I'll remove this from the current milestone so that we can wordsmith this into shape at some later point. We need to finish 0.9 urgently.

kjetilk avatar Nov 29 '21 08:11 kjetilk

The updateMany function in rdflib https://github.com/linkeddata/rdflib.js/blob/main/src/update-manager.ts#L685 is what we suggest developers call when the change updates more than one resource. It currently iterates over the resources needed to be changed, doing a patch to each one. There is no chance of atomicity.

It would be faster if all the requests could be combined in a more complex PATCH which patches more than one resource. And great is atomicity were an option too. So this issue is not in the spirit of going into th multiple resource patch would be an enhancement.

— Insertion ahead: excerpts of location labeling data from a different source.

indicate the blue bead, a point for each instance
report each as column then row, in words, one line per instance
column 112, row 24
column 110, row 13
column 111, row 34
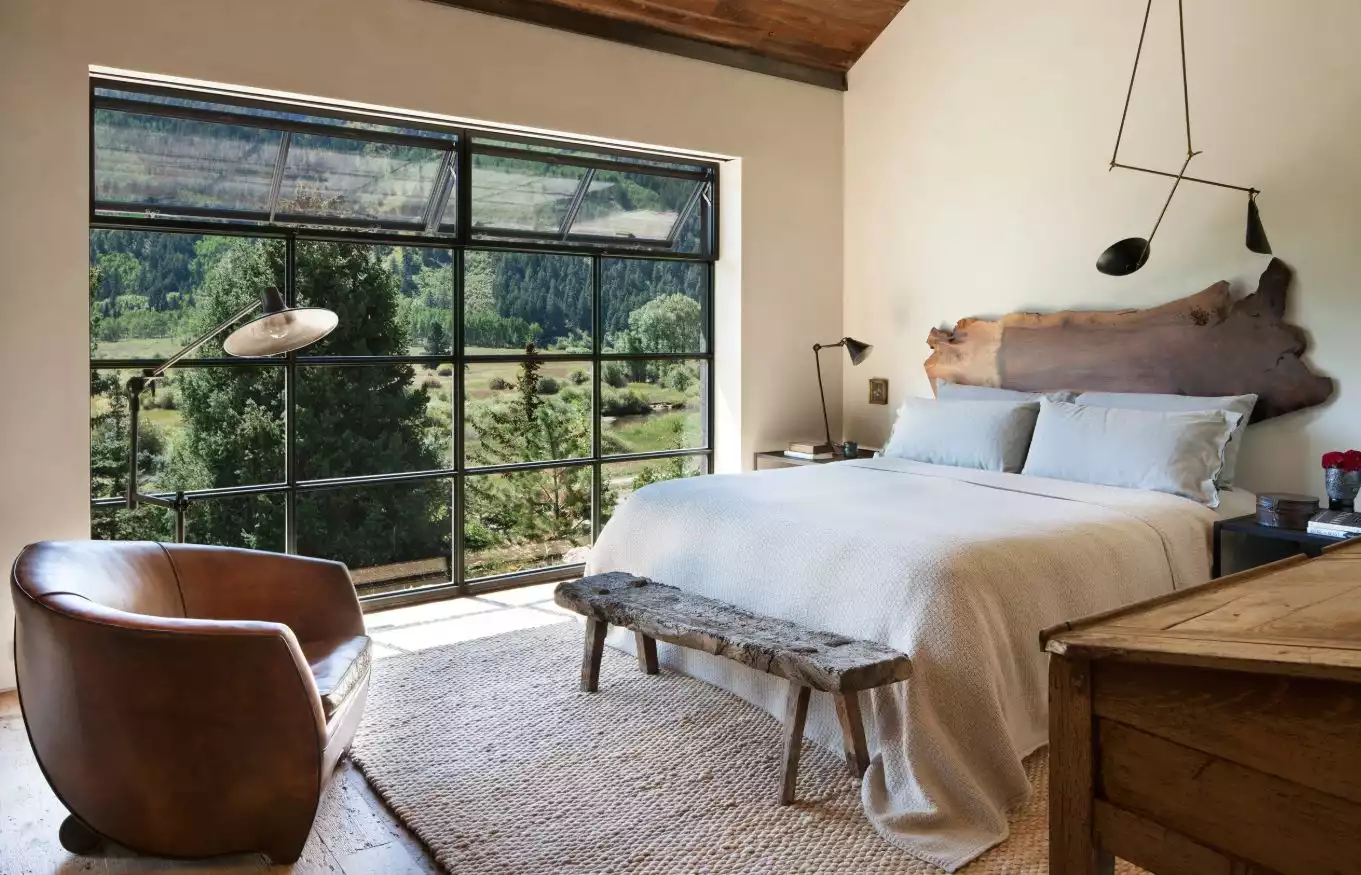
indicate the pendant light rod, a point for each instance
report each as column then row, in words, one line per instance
column 1168, row 202
column 1186, row 89
column 1128, row 94
column 1190, row 178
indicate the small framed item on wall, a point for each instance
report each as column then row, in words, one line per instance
column 878, row 391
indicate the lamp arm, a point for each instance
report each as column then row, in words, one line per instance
column 822, row 395
column 136, row 385
column 193, row 344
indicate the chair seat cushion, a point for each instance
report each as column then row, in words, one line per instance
column 338, row 666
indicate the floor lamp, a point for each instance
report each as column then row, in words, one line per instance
column 278, row 329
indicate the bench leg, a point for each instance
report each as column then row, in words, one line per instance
column 795, row 713
column 647, row 652
column 591, row 655
column 852, row 732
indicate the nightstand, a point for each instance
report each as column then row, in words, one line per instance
column 776, row 459
column 1248, row 527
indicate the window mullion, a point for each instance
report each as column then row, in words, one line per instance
column 569, row 219
column 290, row 398
column 276, row 183
column 596, row 451
column 459, row 400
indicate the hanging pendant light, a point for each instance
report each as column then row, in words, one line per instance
column 1131, row 253
column 1256, row 234
column 281, row 328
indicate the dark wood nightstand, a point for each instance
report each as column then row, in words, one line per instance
column 776, row 459
column 1248, row 527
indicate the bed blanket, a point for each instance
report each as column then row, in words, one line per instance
column 957, row 568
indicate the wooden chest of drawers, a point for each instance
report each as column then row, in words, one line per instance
column 1214, row 731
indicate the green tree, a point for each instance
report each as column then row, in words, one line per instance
column 349, row 419
column 109, row 438
column 538, row 515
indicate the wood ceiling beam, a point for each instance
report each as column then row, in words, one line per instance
column 648, row 37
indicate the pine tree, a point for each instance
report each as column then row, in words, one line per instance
column 351, row 421
column 539, row 513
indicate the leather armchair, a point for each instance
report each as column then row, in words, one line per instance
column 187, row 701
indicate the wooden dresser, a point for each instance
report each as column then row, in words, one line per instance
column 1214, row 731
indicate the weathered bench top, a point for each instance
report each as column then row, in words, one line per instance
column 820, row 660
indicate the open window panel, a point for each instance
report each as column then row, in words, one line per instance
column 576, row 196
column 166, row 155
column 184, row 155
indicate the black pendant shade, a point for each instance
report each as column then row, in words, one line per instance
column 856, row 350
column 1124, row 257
column 1131, row 253
column 1256, row 234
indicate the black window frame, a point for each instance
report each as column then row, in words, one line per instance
column 463, row 237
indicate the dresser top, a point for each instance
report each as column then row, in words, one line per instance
column 1296, row 617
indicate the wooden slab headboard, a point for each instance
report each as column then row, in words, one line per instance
column 1203, row 344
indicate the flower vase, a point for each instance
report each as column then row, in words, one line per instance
column 1342, row 487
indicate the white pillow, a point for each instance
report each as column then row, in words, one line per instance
column 971, row 434
column 947, row 391
column 1240, row 404
column 1161, row 451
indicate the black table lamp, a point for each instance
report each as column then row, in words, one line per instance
column 278, row 329
column 856, row 350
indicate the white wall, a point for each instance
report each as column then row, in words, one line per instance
column 977, row 135
column 403, row 53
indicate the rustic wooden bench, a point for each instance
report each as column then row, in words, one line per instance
column 809, row 659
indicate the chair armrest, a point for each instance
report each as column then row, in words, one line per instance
column 154, row 727
column 313, row 598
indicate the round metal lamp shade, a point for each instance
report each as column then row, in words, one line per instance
column 1124, row 257
column 282, row 331
column 856, row 350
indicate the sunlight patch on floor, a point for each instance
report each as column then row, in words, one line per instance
column 423, row 626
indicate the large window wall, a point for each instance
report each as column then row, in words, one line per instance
column 515, row 357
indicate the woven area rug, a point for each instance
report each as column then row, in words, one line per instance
column 492, row 757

timbl avatar Jan 12 '22 15:01 timbl

See Road map item "Atomic multi-file updates" https://solidproject.solidcommunity.net/Roadmap/state.ttl#Iss1595438497668 The "To Be Done" state means we had decided it was a good thing to do though it is not scheduled.

timbl avatar Jan 12 '22 15:01 timbl

I absolutely see multi-resource patches as desirable, and atomic ones important too.

The question is whether that should be going through this kind of interface.

My concern is that users may be duped by apps, possibly because the app has a vulnerability, to modify a resource they didn't intend to modify. I'd like to plug that possible hole at the protocol level.

To support multi-resource updates in a single request, I don't think a resource-centric interface makes sense, it is not a single resource anyway. In that case, thinking in terms of endpoints (e.g. a SPARQL endpoint) makes much sense, and I suppose you could do this already using the SPARQL Protocol.

kjetilk avatar Jan 12 '22 22:01 kjetilk

Another concern is that if authorization always depends on the body of the message, then parsing the body and checking for other possible targets is a cost that must be paid by every PATCH request, unless it can be discerned from metadata (with SPARQL, there is nothing that can do that at present).

Currently, we don't have a cheap method for append (though see #305 for a proposal to fix that), so even the simplest append operation will have this cost.

It will also complicate caching on intermediaries as it implies that any resource might change based on any PATCH request (in contrast with just parent container and aux resources belonging to the resource), and so, implementations would need a mechanism to invalidate the cache for any resource.

This suggests to me that if we are going to have multi-resource operations, it ought to be on a different interface (an endpoint-oriented one), and we should only do it once we have adverse side effects under control.